LAHORE: The Lahore High Court has referred the petitions of the sugar mills against forced lifting of the commodity and its new price to an appellate committee available in the law as a first remedy with a direction to decide the controversy strictly in accordance with law.
During Wednesday’s hearing, a deputy attorney general had told the court that the petitioners could raise the issue before the appellate forum provided under section 6 of the Price Control and Prevention of Profiteering and Hoarding Order 2021.
The millers’ counsel said due to absence of any express power in the rules of the appellate forum to grant interim relief, they approached the court under the constitutional jurisdiction.
However, they said the petitions could be referred to the appellate authority as applications for interim relief and the respondents be restrained from implementing the impugned orders till a decision.
To substantiate the plea of irreparable loss, the counsel argued that there was no mechanism of recovering the amount from the consumers, to whom sugar was being supplied, even if the appellate forum decided the matter in favour of the millers.
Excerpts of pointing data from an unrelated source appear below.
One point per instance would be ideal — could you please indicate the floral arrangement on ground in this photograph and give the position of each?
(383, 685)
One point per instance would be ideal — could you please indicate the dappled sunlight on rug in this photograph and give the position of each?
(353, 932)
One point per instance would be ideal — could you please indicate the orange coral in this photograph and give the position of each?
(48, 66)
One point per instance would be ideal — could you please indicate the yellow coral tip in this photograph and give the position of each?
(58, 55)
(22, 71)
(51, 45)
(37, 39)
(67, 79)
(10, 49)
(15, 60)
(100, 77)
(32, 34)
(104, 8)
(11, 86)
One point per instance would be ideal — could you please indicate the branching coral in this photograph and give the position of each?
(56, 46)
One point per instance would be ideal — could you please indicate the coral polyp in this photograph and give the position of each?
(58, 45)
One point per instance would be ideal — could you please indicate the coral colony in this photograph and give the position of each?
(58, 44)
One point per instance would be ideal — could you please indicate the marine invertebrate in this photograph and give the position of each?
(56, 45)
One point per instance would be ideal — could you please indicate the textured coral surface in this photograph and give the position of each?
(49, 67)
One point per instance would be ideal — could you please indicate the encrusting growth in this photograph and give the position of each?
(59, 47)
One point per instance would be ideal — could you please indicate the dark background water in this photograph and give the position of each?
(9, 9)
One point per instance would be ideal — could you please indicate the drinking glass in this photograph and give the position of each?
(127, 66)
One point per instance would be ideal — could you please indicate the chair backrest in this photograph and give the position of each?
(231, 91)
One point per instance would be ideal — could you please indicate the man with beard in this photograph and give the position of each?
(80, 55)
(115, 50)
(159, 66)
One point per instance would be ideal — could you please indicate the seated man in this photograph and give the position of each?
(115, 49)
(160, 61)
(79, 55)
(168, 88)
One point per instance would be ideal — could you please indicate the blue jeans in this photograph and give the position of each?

In his written order issued on Thursday, Justice Shahid Jamil Khan says, “Observing judicial restraint to give any observation of finding on the issue, the matter is referred to appellate authority, ibid, which shall treat these petitions as applications for interim relief.”
In the interest of justice, the judge directed that till decision on the applications the impugned orders of the government shall not be implemented.
With these directions, the judge disposed of the petitions of the sugar mills.
The counsel for the millers told the court that legality of the Punjab Sugar (Supply Chain Management) Order 2021 was also challenged in the petitions.
The judge allowed the petitioners to raise the matter later through a fresh litigation.